А посему Марцелий снова опрокинул стакашку водяры, чтобы создать хорошую основу для приема Белой Колдуньи (с самого утра — что за гнусное наслаждение!), и направился в ванную. В нем все тряслось, как будто ему отбили внутренности. Только воистину конское сердце стучало в слегка ускоренном, но ровном ритме, снабжая всю машину пока еще здоровой кровью, на 5 процентов состоящей из чистого алкоголя, который горел, как чумной, заряжая в мозгу удивительные аккумуляторы чудовищной энергетической действенности. Привычный мир превращался в повседневный кошмар. Импульс-тензор разрастался неимоверно за счет поставок все новых и новых ценностей в качестве переменных величин. Происходило странное для продвинутого наркомана перемещение линии обыденности с обычных переживаний в сторону переживаний удивительных. Мир Кизера не был «интерсубъективно подчинен» никакому другому миру, ну хотя бы миру нормального служащего ПЗП. Сегодня у Кизера был свободный день, и потому он мог, того-этого, прямо с утра — обычно такое начиналось с двух дня, когда приличненькие семейки приступали к обычненьким обедикам.

— Siewodnia prazdnik na mojej ulice, — бормотал он, готовясь к сумашшшедшему прыжку в недосягаемое.

Быстро нюхнул громадную порцию коко (полтора грамма двумя бросками) и приступил к завтраку, состоявшему из шалфейного отвара и сухариков «Bébé Malade»[178]. Хрустя ими, он нетерпеливо барабанил пальцами по всему, по чему только мог. Все, в чем была жизнь, распрягалось, а все извращенное и нездоровое строилось в боевой порядок для атаки на оставшиеся нормальные участки, затерявшиеся во тьме бессознательного. Как перейти от состояния созерцания к действиям? Расширенными зрачками всматривался Кизер в светлеющий день за громадным окном мастерской, располагавшейся на первом этаже. Над грязным белым полотном, которым были прикрыты нижние стекла, огромный клен павлином распускал желтое осеннее великолепие своей кроны. Вид, в сущности, был банальным и печальным (как и фраза, охарактеризовавшая его), тем более в этот едва проклюнувшийся бурый день гнилой городской осени. А что поделаешь?

Ох уж этот будничный денек! Куда ушли времена создания Пэ-Зэ-Пэпа, полные красок и блеска, проникнутые самой сущностью смысла и мудростью существования, да и повседневной жизни? Как после большого праздника, остался лишь тошнотворный осадок, похмелье и разочарование. Никто не умел выполнять черную работу, и обезумевший мир так рванулся из стойла своих устоев, что порвал поводья.
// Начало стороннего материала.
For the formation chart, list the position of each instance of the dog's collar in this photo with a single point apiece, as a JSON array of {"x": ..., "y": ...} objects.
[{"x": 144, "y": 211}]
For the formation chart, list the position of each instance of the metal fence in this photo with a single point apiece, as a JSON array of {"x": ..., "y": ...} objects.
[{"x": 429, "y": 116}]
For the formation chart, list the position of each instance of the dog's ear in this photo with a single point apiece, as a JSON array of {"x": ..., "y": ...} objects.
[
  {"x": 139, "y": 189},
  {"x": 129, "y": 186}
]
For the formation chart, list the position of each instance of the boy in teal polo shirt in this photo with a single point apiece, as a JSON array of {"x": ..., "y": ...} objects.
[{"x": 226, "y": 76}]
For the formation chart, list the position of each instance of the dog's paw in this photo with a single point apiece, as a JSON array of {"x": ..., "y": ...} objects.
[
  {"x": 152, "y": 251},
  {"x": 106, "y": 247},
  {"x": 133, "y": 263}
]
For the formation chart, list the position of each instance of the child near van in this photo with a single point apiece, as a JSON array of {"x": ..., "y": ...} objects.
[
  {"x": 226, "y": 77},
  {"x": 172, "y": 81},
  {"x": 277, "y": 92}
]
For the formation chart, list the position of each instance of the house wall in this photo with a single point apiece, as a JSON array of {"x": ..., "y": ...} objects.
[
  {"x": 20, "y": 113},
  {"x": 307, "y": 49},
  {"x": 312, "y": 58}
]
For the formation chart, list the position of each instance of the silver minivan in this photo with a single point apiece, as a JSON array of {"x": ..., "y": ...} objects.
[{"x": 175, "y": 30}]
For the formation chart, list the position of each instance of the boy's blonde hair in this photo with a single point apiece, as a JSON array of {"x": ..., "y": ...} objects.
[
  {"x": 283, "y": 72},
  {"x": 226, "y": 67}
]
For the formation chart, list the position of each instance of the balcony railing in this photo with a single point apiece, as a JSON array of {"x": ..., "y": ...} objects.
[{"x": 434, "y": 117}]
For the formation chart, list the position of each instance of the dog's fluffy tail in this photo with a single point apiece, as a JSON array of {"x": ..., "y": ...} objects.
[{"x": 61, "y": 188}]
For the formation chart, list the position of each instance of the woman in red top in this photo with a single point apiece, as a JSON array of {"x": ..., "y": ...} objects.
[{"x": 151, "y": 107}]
Человечество создало такой общественный и экономический строй, который оно само было не в силах понять, не говоря уже о том, чтобы господствовать над ним. Но не эти проблемы сейчас волновали Кизера. Как представителя народа и члена общества он уже давно себя похоронил. Слишком высокий процент дураков и дряни был рассеян в обществе, можно сказать, равномерно, чтобы мог в нем жить настоящий, старого типа художник или философ, «не считающий единственной своей задачей мумификацию трупа философии, умершей самоубийственной смертью, формализацию и внесение логики в чисто негативное знание, на волосок от уточненного здравого смысла». От интеллигентских масс несло смрадом грязи и прижизненного разложения. Полностью отсутствовала интеллектуальная атмосфера — пара шутов, обезображенных лестью обалдевшей толпе во имя уже загноившейся легкости и давно прогоркших от сверхэксплуатации острот (которые, милостисдарь мой, порой больше стоят, чем заумные, нудные, тяжеловесные, «немецкие» трактаты), продолжали корчить отвратительные рожи на каком-то древнем праподиуме национального псевдовисельницкого юморочка. Все друг на друга блевали, и никто не чувствовал смрада — последние веселые пророки острот coute que coute упорно твердили, что пока еще слишком мало смердит, и продолжали выпускать свои дурманящие жуткой вонью газы.